4. How do you make marketing your hotel more interactive? Make it a contest! St. Giles hotels this summer is running a contest where selected winners will be given a night’s stay at a participating hotel, along with a prosumer camera, to capture the surrounding sights in an engaging way that will be experienced by users on a Gear VR. They’re also, through their technology partner Piranha, putting together a mobile app to be experienced on Google Cardboard. According to Piranha’s Rob Sabatini, they want to make St. Giles VR highly accessible, not just for high end users of HMDs, but also for casual visitors to Facebook and YouTube.
5. Speaking of making VR accessible, this Spring GCH Hotel Group in Europe started promoting its 120 locations through VR. Daniel Wishnia, the Director of Digital Promotion, and his marketing team at GCH are making VR apps for Google Cardboard, Rift, and the web. They clearly understand the value of publishing widely, since potential hotel guests access VR through many means.
6. Not all hospitality companies are using VR specifically for attracting new guests. Some, like Carlson Rezidor, are actively using it to help promote the design at locations before they’re fully furnished. According to Thorsten Kirschke, President Asia Pacific at the hotel group, this technology will be beneficial to owners and investors, while increasing the brand perception of their hotel group.

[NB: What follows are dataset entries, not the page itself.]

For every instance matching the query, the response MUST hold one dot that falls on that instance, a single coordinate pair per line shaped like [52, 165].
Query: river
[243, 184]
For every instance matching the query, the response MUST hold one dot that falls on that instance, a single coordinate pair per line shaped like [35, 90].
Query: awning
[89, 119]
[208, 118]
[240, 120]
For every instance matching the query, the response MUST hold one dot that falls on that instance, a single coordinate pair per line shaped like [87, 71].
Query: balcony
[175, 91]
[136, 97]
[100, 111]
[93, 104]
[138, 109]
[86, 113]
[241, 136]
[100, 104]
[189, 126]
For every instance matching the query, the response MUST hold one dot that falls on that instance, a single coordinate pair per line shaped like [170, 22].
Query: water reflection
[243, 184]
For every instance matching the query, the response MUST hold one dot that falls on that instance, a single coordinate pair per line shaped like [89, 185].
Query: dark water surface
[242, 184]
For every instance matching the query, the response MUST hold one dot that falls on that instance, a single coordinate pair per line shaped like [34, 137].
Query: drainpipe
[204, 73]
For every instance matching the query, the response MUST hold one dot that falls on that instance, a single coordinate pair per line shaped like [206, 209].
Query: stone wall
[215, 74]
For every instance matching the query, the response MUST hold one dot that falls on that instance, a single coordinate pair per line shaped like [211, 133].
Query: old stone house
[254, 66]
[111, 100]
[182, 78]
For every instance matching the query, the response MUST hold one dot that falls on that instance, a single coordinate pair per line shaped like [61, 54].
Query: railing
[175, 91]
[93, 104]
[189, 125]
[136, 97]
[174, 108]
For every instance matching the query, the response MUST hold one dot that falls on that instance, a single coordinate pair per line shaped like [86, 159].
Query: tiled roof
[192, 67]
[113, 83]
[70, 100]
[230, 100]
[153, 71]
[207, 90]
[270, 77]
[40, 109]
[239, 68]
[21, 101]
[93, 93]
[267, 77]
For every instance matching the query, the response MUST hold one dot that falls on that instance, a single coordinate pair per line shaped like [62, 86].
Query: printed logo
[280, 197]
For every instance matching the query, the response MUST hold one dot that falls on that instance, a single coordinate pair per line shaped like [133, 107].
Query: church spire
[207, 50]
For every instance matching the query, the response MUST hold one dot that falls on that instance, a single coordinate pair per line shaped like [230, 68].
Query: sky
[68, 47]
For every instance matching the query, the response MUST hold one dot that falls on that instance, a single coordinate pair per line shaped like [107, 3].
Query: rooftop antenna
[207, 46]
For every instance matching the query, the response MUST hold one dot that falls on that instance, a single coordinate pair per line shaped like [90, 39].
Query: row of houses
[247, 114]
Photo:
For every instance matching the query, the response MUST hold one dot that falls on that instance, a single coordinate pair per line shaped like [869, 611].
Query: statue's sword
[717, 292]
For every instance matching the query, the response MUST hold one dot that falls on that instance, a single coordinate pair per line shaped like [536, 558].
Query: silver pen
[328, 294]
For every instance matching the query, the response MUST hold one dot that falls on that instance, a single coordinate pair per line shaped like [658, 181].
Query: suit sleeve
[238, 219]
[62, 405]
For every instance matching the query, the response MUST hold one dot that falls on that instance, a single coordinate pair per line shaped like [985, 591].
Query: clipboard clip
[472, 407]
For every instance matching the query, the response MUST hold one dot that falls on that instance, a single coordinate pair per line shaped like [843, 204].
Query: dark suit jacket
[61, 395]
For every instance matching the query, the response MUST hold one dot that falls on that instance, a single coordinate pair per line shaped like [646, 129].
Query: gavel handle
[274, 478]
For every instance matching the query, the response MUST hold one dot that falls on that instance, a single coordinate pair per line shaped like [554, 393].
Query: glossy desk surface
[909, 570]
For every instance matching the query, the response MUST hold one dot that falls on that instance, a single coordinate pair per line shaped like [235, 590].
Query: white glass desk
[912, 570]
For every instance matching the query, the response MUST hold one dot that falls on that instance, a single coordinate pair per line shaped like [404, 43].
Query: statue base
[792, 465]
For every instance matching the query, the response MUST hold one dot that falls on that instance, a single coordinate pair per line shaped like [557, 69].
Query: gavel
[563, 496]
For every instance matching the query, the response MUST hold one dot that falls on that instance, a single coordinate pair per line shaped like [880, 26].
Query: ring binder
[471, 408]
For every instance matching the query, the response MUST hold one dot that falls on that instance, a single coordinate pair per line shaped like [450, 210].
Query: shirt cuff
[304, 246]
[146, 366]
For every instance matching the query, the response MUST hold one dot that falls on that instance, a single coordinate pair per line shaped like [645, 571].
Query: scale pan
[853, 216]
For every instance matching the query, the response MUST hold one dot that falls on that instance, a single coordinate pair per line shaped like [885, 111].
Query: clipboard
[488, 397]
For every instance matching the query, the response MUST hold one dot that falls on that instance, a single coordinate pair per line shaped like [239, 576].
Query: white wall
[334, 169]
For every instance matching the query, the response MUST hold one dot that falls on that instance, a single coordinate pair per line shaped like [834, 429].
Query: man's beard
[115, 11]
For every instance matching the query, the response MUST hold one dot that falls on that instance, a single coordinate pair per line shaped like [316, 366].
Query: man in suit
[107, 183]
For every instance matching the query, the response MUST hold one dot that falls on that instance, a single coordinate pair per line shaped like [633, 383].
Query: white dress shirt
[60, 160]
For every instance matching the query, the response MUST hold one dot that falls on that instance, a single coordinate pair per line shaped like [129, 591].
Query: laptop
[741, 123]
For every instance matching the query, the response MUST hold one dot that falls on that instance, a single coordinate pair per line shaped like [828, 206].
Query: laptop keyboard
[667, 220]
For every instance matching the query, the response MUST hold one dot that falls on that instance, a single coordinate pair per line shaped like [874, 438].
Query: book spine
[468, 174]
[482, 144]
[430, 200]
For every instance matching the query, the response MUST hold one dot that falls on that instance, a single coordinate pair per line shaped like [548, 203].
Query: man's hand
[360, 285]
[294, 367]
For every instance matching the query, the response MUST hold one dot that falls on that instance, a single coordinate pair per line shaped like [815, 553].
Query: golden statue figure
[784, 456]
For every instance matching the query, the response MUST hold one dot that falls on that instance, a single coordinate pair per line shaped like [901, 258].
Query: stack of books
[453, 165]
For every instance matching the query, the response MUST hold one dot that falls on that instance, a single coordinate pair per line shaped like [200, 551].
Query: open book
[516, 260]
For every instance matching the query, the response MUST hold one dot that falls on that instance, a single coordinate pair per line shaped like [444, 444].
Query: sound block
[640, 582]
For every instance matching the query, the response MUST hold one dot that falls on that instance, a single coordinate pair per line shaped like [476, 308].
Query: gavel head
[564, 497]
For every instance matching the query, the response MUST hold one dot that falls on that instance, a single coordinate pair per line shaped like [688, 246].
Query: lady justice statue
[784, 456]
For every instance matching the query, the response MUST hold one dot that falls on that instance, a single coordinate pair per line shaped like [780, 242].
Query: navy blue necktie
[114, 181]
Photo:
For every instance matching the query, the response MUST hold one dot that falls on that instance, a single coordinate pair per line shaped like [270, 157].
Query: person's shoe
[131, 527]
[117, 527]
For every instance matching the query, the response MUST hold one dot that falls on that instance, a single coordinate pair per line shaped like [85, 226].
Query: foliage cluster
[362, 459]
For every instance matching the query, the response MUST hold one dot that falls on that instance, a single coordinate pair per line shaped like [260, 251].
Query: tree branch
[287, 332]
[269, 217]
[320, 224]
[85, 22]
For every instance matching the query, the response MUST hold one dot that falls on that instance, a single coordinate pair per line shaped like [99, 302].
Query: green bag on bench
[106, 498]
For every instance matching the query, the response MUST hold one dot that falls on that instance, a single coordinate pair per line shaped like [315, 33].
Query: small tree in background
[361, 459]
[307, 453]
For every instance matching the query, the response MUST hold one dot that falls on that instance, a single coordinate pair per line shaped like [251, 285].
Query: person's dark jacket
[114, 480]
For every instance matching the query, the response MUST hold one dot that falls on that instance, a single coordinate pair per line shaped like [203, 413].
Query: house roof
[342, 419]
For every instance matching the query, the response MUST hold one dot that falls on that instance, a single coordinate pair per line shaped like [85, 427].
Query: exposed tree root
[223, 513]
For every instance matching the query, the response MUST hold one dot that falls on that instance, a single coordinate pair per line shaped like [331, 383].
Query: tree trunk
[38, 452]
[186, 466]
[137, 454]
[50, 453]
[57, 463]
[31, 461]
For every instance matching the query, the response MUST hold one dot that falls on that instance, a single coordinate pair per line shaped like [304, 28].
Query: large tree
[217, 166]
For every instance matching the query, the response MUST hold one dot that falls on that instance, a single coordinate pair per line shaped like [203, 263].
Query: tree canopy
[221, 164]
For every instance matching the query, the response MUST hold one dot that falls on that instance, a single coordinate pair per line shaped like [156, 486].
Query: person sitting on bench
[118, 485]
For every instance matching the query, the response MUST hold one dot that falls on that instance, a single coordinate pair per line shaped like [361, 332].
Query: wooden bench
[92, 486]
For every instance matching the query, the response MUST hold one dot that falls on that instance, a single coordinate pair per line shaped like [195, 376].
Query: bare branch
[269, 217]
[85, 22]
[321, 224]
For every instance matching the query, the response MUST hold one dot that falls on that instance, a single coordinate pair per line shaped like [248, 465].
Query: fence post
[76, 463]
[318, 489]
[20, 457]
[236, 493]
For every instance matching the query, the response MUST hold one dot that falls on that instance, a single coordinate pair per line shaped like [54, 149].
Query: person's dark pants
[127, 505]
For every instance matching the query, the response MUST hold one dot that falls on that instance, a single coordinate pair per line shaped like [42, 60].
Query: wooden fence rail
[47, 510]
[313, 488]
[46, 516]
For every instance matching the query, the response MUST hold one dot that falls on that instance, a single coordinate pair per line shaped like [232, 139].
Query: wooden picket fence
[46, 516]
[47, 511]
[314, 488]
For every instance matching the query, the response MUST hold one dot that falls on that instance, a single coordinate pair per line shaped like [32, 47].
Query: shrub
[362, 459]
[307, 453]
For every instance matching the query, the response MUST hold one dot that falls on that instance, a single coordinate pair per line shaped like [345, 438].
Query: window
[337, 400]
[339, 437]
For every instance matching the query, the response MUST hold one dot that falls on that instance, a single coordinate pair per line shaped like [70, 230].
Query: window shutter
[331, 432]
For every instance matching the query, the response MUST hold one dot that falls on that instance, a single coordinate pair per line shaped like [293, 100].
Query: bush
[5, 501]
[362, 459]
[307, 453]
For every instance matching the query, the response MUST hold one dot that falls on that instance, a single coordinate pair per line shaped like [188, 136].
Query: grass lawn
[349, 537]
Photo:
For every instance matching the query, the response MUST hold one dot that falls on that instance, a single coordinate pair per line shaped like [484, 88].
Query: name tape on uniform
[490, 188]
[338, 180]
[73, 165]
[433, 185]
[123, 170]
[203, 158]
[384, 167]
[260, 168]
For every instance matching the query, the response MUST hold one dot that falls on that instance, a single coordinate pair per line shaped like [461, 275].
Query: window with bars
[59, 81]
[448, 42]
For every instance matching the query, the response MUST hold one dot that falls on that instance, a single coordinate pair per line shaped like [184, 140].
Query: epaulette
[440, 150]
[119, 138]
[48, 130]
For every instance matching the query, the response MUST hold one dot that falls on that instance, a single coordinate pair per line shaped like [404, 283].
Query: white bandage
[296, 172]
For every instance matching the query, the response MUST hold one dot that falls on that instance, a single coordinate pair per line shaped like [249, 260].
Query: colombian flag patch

7. Trade shows and conferences are an essential part of hotel marketing. So it’s no surprise that Sri Lanka’s Cinnamon Hotels & Resorts rolled out its immersive VR experience at World Travel Mart (WMT) in London last year. You’re definitely going to capture some attention if you can get Miss England to don a headset to be transported to the island nation. According to Dileep Mudadeniya, head of Brand Marketing, VR is “real and exciting for a potential buyer at the pre-purchase stage for an intangible product.”
As you can see, no two hotels are using virtual reality the same way. And the investment to make these experiences is often not terribly significant: all you need is a 360 camera, an InstaVR account, and some imagination. Why wouldn’t a hotel use VR to stand out from the competition.